Obama Budget Built on Faulty Health Care Assumptions

Via Instapundit

Andrew Briggs at The American writes the Obama administration is the first in recent history to ignore Medicare Trustees' projections for healthcare cost growth.   This seems surprising for an administration that spent the entire first year talking endlessly about long term health care costs.  Well it would certainly be surprising if Medicare Trustees' projections supported the administrations' narrative.  Guess what?  The projections seemed just a tad too rosy/not dire enough to help make the claim that health care reform was necessary to deal with looming defiicits in the entitlements.  Evidently this is not the first time the administration has ignored independent analysis that doesn't support their agenda either.   I am shocked, shocked I tell you by that news:

The Obama administration’s fiscal year 2011 budget continues a pattern of ignoring independent analysis and rigging economic assumptions to meet political goals. For the first time by any administration in memory, the Obama budget forecast rejects the Medicare Trustees’ projections for long-run healthcare cost growth. The reason: the Trustees’ projections undercut the administration’s narrative that increased federal control over private sector healthcare could painlessly reduce Medicare and Medicaid costs. The Obama budget instead assumes long-term health cost growth at twice the rate projected by the Trustees.

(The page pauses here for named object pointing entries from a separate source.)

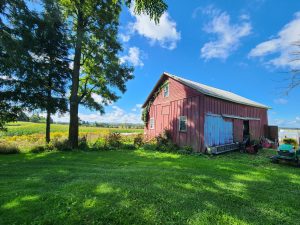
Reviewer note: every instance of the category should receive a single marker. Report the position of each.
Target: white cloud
(281, 47)
(164, 33)
(116, 115)
(124, 37)
(293, 123)
(228, 35)
(133, 57)
(281, 101)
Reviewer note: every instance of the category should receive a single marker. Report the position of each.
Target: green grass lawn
(145, 187)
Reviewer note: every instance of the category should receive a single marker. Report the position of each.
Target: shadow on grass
(141, 187)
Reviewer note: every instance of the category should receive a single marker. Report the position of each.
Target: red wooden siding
(185, 101)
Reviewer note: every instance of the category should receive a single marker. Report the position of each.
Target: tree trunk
(48, 121)
(48, 108)
(74, 100)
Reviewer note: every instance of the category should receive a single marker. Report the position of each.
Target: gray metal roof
(211, 91)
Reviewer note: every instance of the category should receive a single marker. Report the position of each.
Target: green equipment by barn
(287, 152)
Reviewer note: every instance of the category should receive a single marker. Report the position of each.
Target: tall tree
(50, 56)
(294, 80)
(34, 65)
(96, 66)
(11, 58)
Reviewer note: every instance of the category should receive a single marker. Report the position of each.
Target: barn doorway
(217, 130)
(246, 129)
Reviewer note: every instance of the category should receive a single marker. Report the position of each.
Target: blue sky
(243, 46)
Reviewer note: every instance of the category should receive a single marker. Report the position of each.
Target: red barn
(201, 116)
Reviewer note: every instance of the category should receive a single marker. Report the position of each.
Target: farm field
(147, 187)
(26, 135)
(27, 128)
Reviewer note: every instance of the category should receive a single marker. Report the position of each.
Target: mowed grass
(27, 128)
(145, 187)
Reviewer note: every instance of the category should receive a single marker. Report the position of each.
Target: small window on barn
(152, 123)
(166, 90)
(182, 123)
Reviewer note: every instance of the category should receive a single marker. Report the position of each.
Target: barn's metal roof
(211, 91)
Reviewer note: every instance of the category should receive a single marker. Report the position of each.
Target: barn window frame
(166, 90)
(182, 121)
(152, 123)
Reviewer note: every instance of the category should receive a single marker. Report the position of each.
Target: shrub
(165, 143)
(138, 141)
(188, 148)
(100, 144)
(128, 147)
(38, 149)
(290, 141)
(8, 149)
(82, 143)
(63, 145)
(113, 140)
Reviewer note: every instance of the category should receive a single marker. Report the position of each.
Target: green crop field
(26, 128)
(26, 136)
(146, 187)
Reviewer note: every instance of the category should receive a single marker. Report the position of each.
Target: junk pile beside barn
(203, 117)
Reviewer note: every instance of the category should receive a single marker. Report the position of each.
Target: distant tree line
(49, 48)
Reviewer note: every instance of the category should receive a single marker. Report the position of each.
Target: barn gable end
(184, 100)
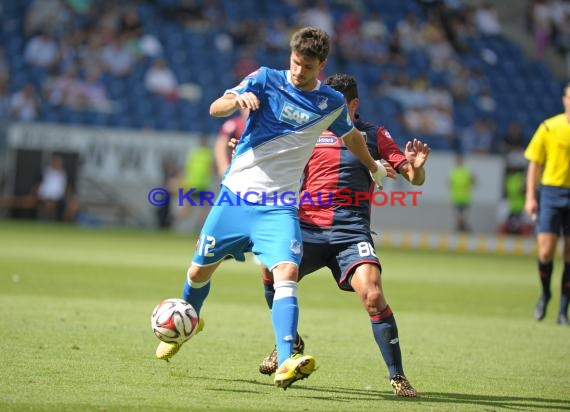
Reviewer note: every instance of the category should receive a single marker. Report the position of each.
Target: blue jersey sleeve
(342, 124)
(253, 83)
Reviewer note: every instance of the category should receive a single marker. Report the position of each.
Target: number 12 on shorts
(205, 244)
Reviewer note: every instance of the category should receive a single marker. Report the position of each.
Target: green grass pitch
(75, 331)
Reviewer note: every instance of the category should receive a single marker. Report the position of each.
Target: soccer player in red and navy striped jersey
(336, 234)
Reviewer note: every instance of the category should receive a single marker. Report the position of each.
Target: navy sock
(565, 290)
(545, 273)
(196, 295)
(386, 335)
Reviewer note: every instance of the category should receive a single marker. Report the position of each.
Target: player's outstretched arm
(227, 104)
(416, 153)
(356, 144)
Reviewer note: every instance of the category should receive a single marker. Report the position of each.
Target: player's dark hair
(345, 84)
(311, 42)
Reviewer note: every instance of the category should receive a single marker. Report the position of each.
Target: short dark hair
(345, 84)
(311, 42)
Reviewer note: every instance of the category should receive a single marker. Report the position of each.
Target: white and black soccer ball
(174, 321)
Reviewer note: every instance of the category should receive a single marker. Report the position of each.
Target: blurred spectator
(130, 25)
(542, 27)
(232, 128)
(245, 64)
(24, 104)
(42, 51)
(198, 175)
(512, 145)
(277, 35)
(94, 95)
(515, 220)
(479, 137)
(318, 15)
(373, 27)
(486, 19)
(160, 79)
(410, 33)
(52, 190)
(485, 101)
(169, 182)
(116, 57)
(191, 14)
(4, 101)
(47, 16)
(62, 90)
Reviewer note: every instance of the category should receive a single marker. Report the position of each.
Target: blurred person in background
(52, 190)
(461, 183)
(548, 154)
(198, 176)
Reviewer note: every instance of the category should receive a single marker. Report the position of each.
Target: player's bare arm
(416, 153)
(227, 104)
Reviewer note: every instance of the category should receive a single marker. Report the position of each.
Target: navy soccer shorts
(341, 259)
(554, 210)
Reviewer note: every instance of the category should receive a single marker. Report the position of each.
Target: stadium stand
(203, 40)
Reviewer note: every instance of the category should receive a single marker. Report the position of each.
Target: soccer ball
(174, 321)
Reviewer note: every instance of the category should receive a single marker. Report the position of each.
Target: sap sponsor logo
(327, 140)
(295, 115)
(323, 102)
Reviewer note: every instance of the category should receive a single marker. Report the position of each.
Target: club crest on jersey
(295, 116)
(322, 103)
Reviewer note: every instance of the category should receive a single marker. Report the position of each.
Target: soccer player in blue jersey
(337, 235)
(288, 111)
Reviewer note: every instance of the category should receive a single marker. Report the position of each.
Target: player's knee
(372, 298)
(546, 255)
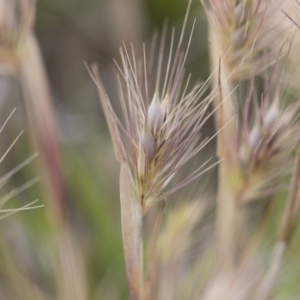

The White House’s assumptions are factually implausible. Worse, they threaten to politicize the Social Security and Medicare Trustees, whose process for estimating entitlement costs has until now stood out for its lack of political influence.
How much does it matter that the White House ignores the Trustees' projections and fudge their own?  Actually quite a bit:
To what possible purpose could these changes have been made? The answer lies in the administration’s case for increased federal control over private-sector healthcare.The 2011 Obama budget, by contrast, assumes per capita health costs will grow at GDP plus 2 percent, double the Trustees’ rate. The effects of this change are staggering: the administration’s 2010 budget, which followed the Trustees assumptions, projected Medicare costs of 9.6 percent of GDP by 2080. The 2011 budget, which uses White House assumptions, projects Medicare will consume 22 percent of GDP by 2085.
By inflating the rate of growth of costs, the Administration, in effect, minimizes the role of the aging population on entitlement costs and assumes the problem lies in the private sector.  If they were able to contain costs by shifting control of the costs from the private to the public they would inevitably have to deal with the large number of retiring citizens anyway.  The White House doesn't want you to focus on that however.  They prefer you see that there is dire necessity to control costs above all else and only the government can do that, at least according to Democrats.  Unfortunately independent analyses predicted neither the House or Senate bills would actually bend down the costs, however.

 Perhaps just as troubling, since this White House consistently rejects analyses that doesn't support their narrative pressure is brought subtly on groups like Medicare Trustees to produce assumptions that support the White House.  It taints the process making all future analysis suspect instead of calling into question the real culprit here, a faulty White House narrative.